Selon le rapport du député Yann Galut, «le montant annuel des pertes fiscales de la France se situe dans une fourchette comprise entre 60 et 80 milliards d’euros». En 2012, le contrôle fiscal a permis à l’administration de procéder à des redressements à hauteur de 18 milliards d’euros (soit un cinquième du déficit public), répartis en 14,3 milliards d’euros d’impôts éludés et 3,7 milliards d’euros de pénalités. En 2013, Bercy espère récupérer entre 2 et 2,5 milliards d’euros supplémentaires.

A cause des conventions fiscales bilatérales que la France a signées avec (presque) tous les pays du monde : la documentation de Bercy en recense 126, qui toutes ont pour objet principal d’éviter la double-imposition, et pour vocation subsidiaire d’éviter l’évasion. Il en résulte que dans un processus normal l'évasion fiscale est sous controle; le résident français détenant un compte à l’étranger doit déclarer en France les revenus de ses capitaux mobiliers offshore.

Il sera alors imposé selon le régime fiscal français, sous déduction de l’impôt éventuellement payé dans le pays où stationne le compte. En théorie, il n’y a donc pas d’avantage (financier) particulier à l’expatriation de capitaux, sauf, bien entendu, si le fisc français n’a pas connaissance du compte en cause, quand bien même une convention fiscale aurait-elle prévu l’échange de renseignements entre les deux Etats. Lequel a lieu, la plupart du temps, sur requête expresse et documentée de l’un d’entre eux, et quelquefois sous réserve qu’une procédure pénale ait été ouverte à l’encontre de l’évadé présomptif. Voilà qui explique la tentative, bientôt couronnée de succès entre les Etats-membres de l’UE, de mise en place d’un échange automatique d’informations relativement aux capitaux mobiliers des non-résidents.

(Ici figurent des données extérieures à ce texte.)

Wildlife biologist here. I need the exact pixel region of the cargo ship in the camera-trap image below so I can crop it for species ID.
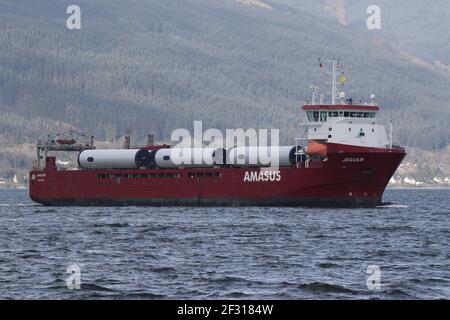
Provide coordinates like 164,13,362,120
29,60,406,207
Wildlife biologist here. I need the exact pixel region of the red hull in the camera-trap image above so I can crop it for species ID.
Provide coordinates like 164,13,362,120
30,144,405,207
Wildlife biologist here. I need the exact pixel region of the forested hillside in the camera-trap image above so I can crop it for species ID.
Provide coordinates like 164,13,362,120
0,0,450,178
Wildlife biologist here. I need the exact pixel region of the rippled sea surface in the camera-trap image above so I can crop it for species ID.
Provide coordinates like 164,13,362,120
0,189,450,299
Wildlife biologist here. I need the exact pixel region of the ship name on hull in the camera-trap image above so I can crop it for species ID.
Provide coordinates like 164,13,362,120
244,171,281,182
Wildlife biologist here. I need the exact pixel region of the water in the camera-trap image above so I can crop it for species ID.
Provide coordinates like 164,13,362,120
0,189,450,299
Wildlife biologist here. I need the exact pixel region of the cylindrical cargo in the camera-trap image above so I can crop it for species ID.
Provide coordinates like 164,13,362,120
78,149,155,169
227,146,297,167
155,148,225,169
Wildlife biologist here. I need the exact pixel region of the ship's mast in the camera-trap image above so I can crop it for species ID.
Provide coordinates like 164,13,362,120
331,59,337,105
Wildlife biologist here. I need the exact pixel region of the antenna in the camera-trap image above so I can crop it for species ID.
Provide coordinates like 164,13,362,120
309,86,319,105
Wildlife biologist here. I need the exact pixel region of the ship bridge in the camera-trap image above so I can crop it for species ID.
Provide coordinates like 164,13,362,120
302,104,390,148
301,60,392,148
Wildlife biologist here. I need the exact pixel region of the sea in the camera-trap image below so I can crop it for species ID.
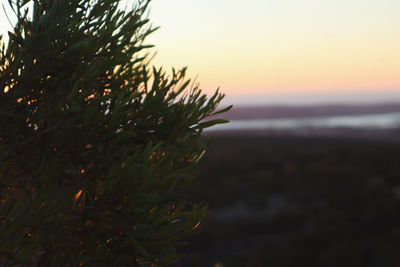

Mais une telle procédure n’est possible qu’avec la levée du secret bancaire, principe toujours en vigueur dans certains Etats de la Communauté, même si le Luxembourg et l’Autriche ont accepté d’y renoncer (partiellement) en 2015… à condition que les autres places financières soient logées à la même enseigne – en particulier la Suisse.

Pour l’instant, seuls les Etats-Unis sont parvenus, au forceps, à faire plier la Confédération, qui a dû livrer au fisc américain la liste complète des comptes de résidents yankees. Avec les autres pays, les accords bilatéraux se limitent généralement au reversement d’une partie de l’impôt prélevé à la source sur les comptes des non-résidents concernés, ces derniers conservant ainsi leur anonymat.

La situation s’est nettement tendue avec la France, qui a remis en cause la convention fiscale en vigueur – concernant à la fois l’impôt sur le revenu des travailleurs frontaliers, le régime des successions et le statut des Français devenus résidents suisses, et ayant conclu avec le Canton une imposition forfaitaire. Le feuilleton relatif au secret bancaire suisse est loin d’être achevé, même si le Conseil fédéral est prêt à lâcher le manche.

Dans le cadre de l’intensification de la lutte contre la fraude et l’évasion fiscales, suite à l'affaire Cahuzac, le gouvernement a invité les contribuables détenant des avoirs non déclarés à l’étranger à régulariser leur situation au plus vite.

Le 21 juin, le ministre délégué chargé du Budget, Bernard Cazeneuve, a adressé à ses services une circulaire exposant les modalités de traitement des dossiers de régularisation.

Le projet de Loi adopté par l’Assemblée nationale le 25 juin dernier , va doter l’administration fiscale de nouveaux moyens lui permettant d’accroître l’efficacité de ses contrôles. Les contribuables détenant des avoirs à l’étranger non déclarés sont ainsi invités à régulariser leur situation fiscale avant l’entrée en vigueur de ces nouvelles dispositions.L'examen des projets de loi sur la fraude fiscale a éré repoussé à septembre, députés et sénateurs n'ayant pu se mettre d'accord avant l'été sur une version commune.

Le message est clair : l’administration écarte toute amnistie, toute condition dérogatoire au droit commun, tout anonymat et toute tractation occulte.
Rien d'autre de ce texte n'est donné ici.